Long running querys on Aurora Postgress Event-Store

flauber · March 20, 2023, 12:34pm

Hi dear Axon-Community
i’ve got a brainteaser for you on this wonderful monday morning:

We sometimes encounter a problem with long running querys on our database.
We see significantly increased iops resulting in high load and accordingly slow processing and high cost. This happens about once every second day but very irregularly and mostly in the evening or on the weekend.
When this happens we see “hanging” querys on the database, usually the client_address is that of on of our read-services on the reader-instance of the database. By hanging i mean the state is ‘active’ or ‘idle in transaction’ and its been running unusually long. We found those with queries like “… FROM pg_stat_activity WHERE state = ‘active’ …”. We don’t see indications that we have a deadlock of some sort.
A manual cancellation of the querys and/or restart of the service fixes the issue momentarily. When nothing is done manually, the issue fixes itself after about 8 hours - our guess is this might be due to some standard timeout.

Technical background:
Our services are running in aws, axon-based services in ec2 or fargate with a postgress (engine version 13.8) as event store
the services are springboot 2.6.6 applications built with axon-framework in version 4.7.2
The problem was first observed a short time after upgrading to db engine 13.7, upgrade to 13.8 was done automatically but didn’t improve things.
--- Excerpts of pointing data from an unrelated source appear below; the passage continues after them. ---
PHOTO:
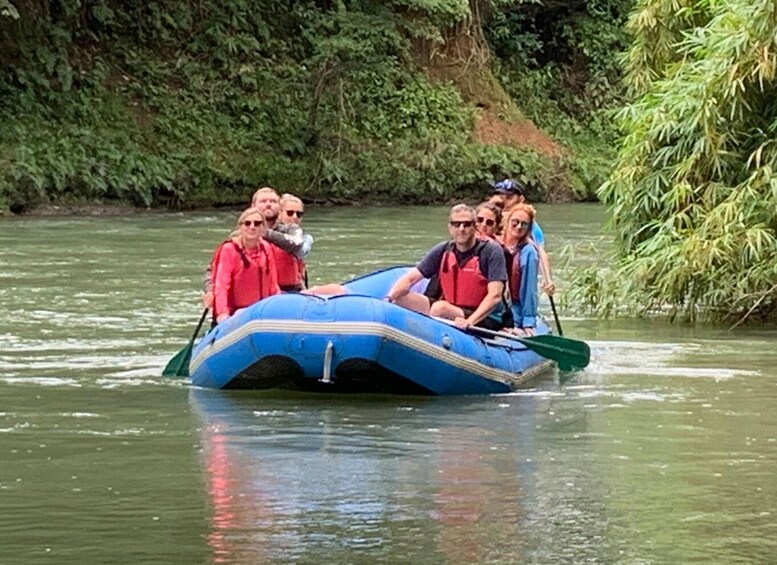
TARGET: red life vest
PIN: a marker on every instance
(252, 279)
(291, 269)
(464, 286)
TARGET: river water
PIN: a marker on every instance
(661, 451)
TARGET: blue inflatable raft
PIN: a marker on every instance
(357, 343)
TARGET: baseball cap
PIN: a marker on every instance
(508, 186)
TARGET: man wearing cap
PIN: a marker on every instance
(509, 193)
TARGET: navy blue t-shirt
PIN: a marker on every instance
(491, 262)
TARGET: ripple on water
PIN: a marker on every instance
(654, 359)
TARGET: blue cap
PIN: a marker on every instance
(508, 186)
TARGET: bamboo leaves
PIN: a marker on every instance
(693, 194)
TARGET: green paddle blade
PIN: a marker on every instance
(179, 365)
(570, 354)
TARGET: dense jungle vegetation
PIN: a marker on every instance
(194, 102)
(693, 193)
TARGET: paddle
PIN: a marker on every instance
(555, 315)
(570, 354)
(178, 366)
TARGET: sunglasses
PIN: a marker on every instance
(519, 224)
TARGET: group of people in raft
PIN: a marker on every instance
(486, 275)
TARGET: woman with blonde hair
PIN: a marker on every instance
(243, 267)
(523, 268)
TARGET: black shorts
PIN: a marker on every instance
(488, 323)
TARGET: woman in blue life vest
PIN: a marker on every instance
(523, 268)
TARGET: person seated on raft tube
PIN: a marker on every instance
(244, 267)
(522, 268)
(292, 276)
(471, 274)
(285, 237)
(508, 193)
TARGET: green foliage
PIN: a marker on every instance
(693, 196)
(180, 103)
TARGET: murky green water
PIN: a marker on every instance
(662, 451)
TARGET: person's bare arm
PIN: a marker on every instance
(403, 285)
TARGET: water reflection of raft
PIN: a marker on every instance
(357, 343)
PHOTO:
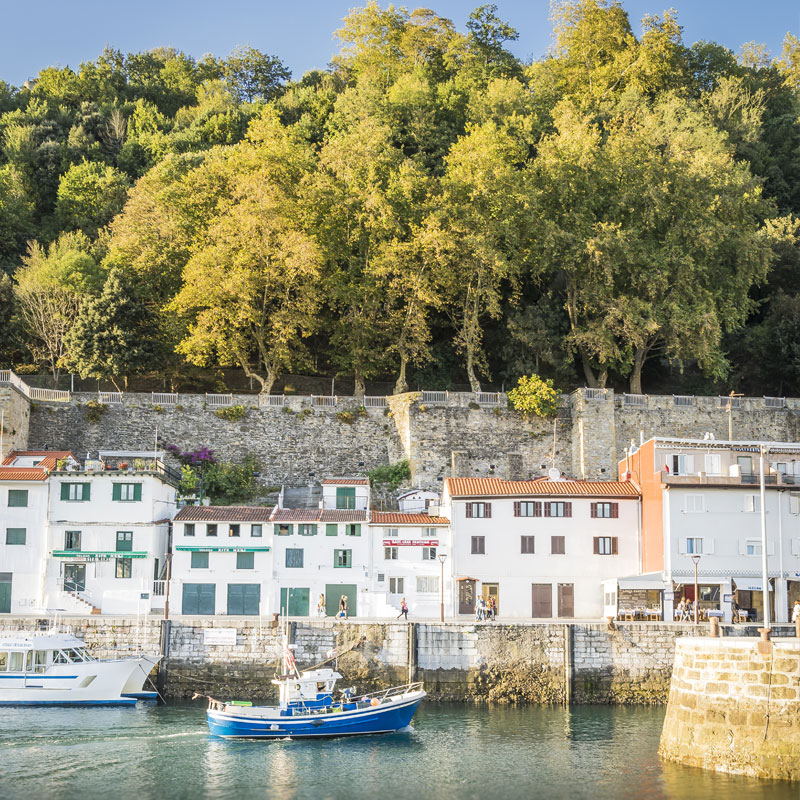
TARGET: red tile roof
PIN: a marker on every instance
(405, 518)
(497, 487)
(22, 474)
(224, 514)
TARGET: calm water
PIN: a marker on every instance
(452, 751)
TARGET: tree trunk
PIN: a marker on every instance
(401, 385)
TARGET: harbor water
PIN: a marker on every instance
(452, 751)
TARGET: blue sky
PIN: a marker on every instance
(66, 32)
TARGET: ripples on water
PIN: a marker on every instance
(452, 751)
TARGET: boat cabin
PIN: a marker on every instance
(37, 653)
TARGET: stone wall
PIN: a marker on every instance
(455, 437)
(735, 709)
(16, 419)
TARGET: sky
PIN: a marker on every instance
(300, 33)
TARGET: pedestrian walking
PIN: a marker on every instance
(403, 609)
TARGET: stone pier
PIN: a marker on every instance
(735, 709)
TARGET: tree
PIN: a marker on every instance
(112, 335)
(90, 195)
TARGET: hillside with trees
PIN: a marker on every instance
(428, 209)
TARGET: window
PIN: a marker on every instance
(17, 498)
(126, 492)
(294, 558)
(558, 509)
(72, 540)
(75, 491)
(695, 503)
(713, 464)
(345, 497)
(479, 510)
(15, 535)
(428, 583)
(605, 510)
(307, 530)
(124, 541)
(605, 545)
(125, 567)
(525, 508)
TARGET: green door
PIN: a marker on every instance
(5, 592)
(244, 599)
(295, 601)
(198, 598)
(334, 592)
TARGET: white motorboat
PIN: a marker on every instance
(57, 669)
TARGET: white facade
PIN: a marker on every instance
(542, 549)
(406, 551)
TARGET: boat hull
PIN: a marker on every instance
(267, 723)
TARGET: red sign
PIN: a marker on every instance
(410, 542)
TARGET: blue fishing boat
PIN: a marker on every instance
(307, 708)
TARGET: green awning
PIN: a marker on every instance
(99, 554)
(212, 549)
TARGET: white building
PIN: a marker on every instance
(24, 499)
(701, 498)
(221, 560)
(541, 548)
(410, 554)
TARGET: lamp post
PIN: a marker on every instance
(696, 561)
(442, 559)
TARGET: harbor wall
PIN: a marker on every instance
(300, 443)
(539, 663)
(734, 707)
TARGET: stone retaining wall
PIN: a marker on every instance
(735, 709)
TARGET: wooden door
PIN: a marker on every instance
(566, 599)
(542, 600)
(466, 597)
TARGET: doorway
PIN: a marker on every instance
(466, 596)
(74, 577)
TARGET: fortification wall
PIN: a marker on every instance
(16, 419)
(735, 709)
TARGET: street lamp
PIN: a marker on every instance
(696, 561)
(442, 559)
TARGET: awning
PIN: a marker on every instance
(221, 549)
(650, 580)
Do you have any ideas why this might happen or some suggestions what we should further look into? Or did someone encounter a similar problem?
We are currently trying to increase logging, find out specifics on these queries and are looking into Postgress specifically - in the meantime any help is greatly appreciated.

Gerard · March 20, 2023, 1:56pm

Hi Flauber,

I’m not sure this is the reason, but since you mention it only happens occasionally, could it be related to a vacuum process running? I did read from here that toast might have a negative impact on vacuum performance:

“Vacuum performance: PostgreSQL runs a process called “vacuum,” which reclaims disk space from deleted or updated rows to maintain the database’s performance. The vacuum process could be slow when there are a lot of large data objects stored in TOAST tables. To address this issue, try running the vacuum process during periods of low database activity, or consider using a storage solution optimized for handling large data objects such as file systems or object storage.”

Typically when using JPA with Axon and Postgres all the event payloads are stored using TOAST. So it could be that disabling it, be following the instructions in this blog post might improve things.

flauber · March 20, 2023, 2:36pm

Hi Gerard,

First of all thank you for your quick answer!
Unfortunately, we are already running a solution similar to the one given in the blog post.

Gerard · March 20, 2023, 3:26pm

I don’t have any other suggestions. Hopefully, you can supply some additional information soon.

flauber · March 29, 2023, 10:50am

Upon further investigation it seems like the db engine upgrade might not be the issue, as we discovered similar looking spikes in IOPS from before the upgrade. Overall load has increased so that may be why we see the issue more regularly now.